Objective: Niemann-Pick disease type C (NP-C) is a rare, autosomal recessive, neurodegenerative disease associated with a wide variety of progressive neurological manifestations. Miglustat is indicated for the treatment of progressive neurological manifestations in both adults and children. Since approval in 2009 there has been a vast growth in clinical experience with miglustat. The effectiveness of miglustat has been assessed using a range of measures.
Methods: Comprehensive review of published data from studies of cellular neuropathological markers and structural neurological indices in the brain, clinical impairment/disability, specific clinical neurological manifestations, and patient survival.
Results: Cranial diffusion tensor imaging and magnetic resonance spectroscopy studies have shown reduced levels of choline (a neurodegeneration marker), and choline/N-acetyl aspartate ratio (indicating increased neuronal viability) in the brain during up to 5 years of miglustat therapy, as well as a slowing of reductions in fractional anisotropy (an axonal/myelin integrity marker). A 2-year immunoassay study showed significant reductions in CSF-calbindin during treatment, indicating reduced cerebellar Purkinje cell loss. Magnetic resonance imaging studies have demonstrated a protective effect of miglustat on cerebellar and subcortical structure that correlated with clinical symptom severity. Numerous cohort studies assessing core neurological manifestations (impaired ambulation, manipulation, speech, swallowing, other) using NP-C disability scales indicate neurological stabilization over 2-8 years, with a trend for greater benefits in patients with older (non-infantile) age at neurological onset.
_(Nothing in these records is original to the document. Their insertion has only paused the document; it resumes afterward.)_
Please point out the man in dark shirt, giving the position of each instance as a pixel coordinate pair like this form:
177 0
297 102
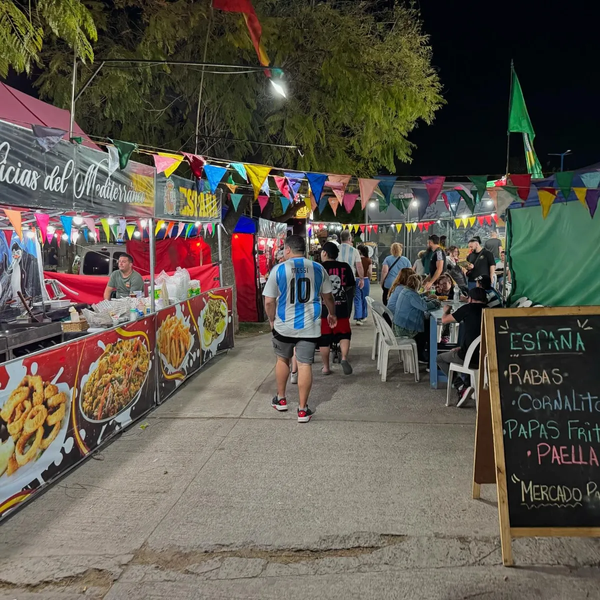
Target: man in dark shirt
343 283
437 264
481 262
469 316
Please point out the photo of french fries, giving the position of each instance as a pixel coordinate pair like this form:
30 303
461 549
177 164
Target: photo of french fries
173 340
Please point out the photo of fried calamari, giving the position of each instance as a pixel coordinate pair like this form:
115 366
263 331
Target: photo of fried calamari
115 379
214 322
31 419
174 341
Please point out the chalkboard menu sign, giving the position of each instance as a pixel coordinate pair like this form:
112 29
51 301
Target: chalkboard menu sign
549 377
544 402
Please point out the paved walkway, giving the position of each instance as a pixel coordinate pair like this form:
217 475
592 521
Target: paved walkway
222 497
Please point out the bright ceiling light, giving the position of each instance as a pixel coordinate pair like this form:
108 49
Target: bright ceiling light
278 87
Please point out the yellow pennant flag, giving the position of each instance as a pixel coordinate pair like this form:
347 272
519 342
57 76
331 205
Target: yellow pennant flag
580 193
257 175
14 216
106 228
546 200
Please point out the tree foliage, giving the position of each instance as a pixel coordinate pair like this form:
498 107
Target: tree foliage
359 81
22 32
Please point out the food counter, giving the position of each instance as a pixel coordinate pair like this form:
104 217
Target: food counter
59 405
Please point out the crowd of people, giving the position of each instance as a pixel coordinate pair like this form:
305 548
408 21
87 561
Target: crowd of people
309 304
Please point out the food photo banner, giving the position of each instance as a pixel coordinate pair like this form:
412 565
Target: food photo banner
70 177
59 405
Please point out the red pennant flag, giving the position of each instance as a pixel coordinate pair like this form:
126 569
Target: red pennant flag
196 163
262 201
523 183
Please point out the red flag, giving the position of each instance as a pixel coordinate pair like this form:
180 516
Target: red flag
254 29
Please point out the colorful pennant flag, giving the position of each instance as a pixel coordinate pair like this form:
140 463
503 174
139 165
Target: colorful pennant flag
67 224
196 164
214 175
386 185
547 197
262 199
47 137
257 175
42 221
591 199
283 187
235 200
167 163
125 150
564 180
349 201
523 184
239 167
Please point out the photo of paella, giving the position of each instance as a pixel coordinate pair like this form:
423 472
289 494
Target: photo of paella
214 323
174 341
115 379
31 418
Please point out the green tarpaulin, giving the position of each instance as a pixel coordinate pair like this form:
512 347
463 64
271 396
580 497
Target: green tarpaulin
555 260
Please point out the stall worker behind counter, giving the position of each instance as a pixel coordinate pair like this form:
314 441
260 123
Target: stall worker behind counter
125 281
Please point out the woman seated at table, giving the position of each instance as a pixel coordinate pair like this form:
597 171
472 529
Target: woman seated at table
409 310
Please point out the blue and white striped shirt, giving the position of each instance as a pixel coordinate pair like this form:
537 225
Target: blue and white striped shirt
298 284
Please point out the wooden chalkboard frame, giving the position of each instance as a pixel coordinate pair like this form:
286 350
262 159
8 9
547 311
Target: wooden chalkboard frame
490 468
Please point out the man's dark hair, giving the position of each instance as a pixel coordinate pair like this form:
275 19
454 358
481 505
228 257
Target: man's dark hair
296 244
331 250
478 294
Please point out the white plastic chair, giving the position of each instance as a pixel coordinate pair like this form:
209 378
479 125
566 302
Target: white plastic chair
472 373
389 342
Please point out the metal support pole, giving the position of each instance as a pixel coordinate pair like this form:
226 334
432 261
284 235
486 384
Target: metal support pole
219 240
152 243
73 86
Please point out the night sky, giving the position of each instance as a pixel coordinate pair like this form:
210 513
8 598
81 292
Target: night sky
556 49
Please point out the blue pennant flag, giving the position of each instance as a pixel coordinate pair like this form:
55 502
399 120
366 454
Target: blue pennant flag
214 176
386 185
241 169
67 225
235 200
316 181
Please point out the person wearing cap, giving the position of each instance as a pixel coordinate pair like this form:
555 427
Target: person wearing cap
469 316
481 262
485 283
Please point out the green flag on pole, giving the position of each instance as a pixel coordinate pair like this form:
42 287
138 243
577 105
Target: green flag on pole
519 122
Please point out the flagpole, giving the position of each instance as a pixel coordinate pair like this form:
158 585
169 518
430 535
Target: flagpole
512 68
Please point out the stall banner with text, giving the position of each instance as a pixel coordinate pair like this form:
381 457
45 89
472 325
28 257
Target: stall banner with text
58 405
550 403
189 334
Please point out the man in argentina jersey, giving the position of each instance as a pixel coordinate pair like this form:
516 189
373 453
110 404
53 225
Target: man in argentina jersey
293 295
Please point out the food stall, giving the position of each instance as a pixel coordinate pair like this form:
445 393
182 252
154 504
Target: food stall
60 404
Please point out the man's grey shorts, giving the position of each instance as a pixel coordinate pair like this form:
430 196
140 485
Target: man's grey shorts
305 350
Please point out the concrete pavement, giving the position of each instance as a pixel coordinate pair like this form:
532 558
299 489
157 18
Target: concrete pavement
223 497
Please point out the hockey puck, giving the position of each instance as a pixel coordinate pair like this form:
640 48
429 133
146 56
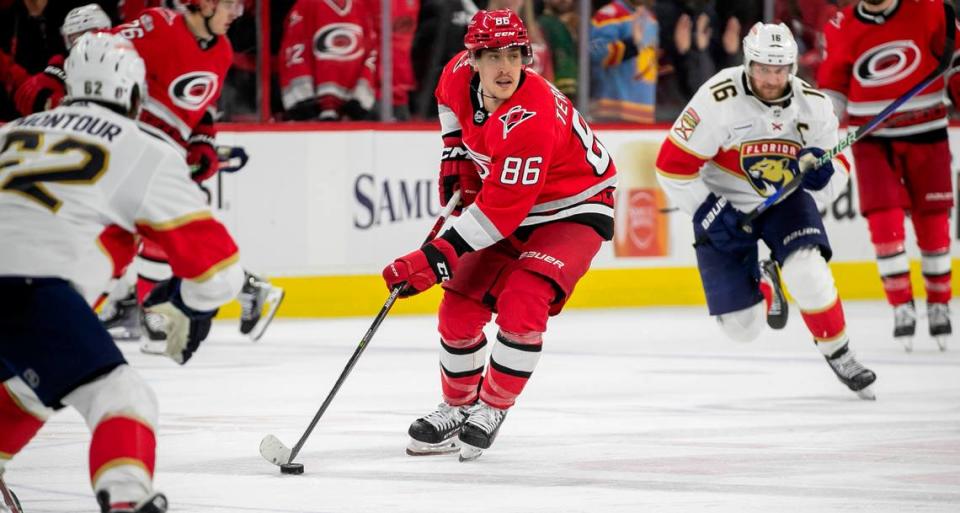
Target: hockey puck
291 468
A randomized controlled trial and several cohort studies have reported improvements or stabilization of saccadic eye movements during 1-5 years of therapy. Swallowing was also shown to improve/remain stable during the randomized trial (up to 2 years), as well as in long-term observational cohorts (up to 6 years). A meta-analysis of dysphagia - a potent risk factor for aspiration pneumonia and premature death in NP-C - demonstrated a survival benefit with miglustat due to improved/stabilized swallowing function.
Conclusions: The effects of miglustat on neurological NP-C manifestations has been assessed using a range of approaches, with benefits ranging from cellular changes in the brain through to visible clinical improvements and improved survival.
Keywords: Biomarker; Efficacy; Miglustat; Niemann-Pick disease type C.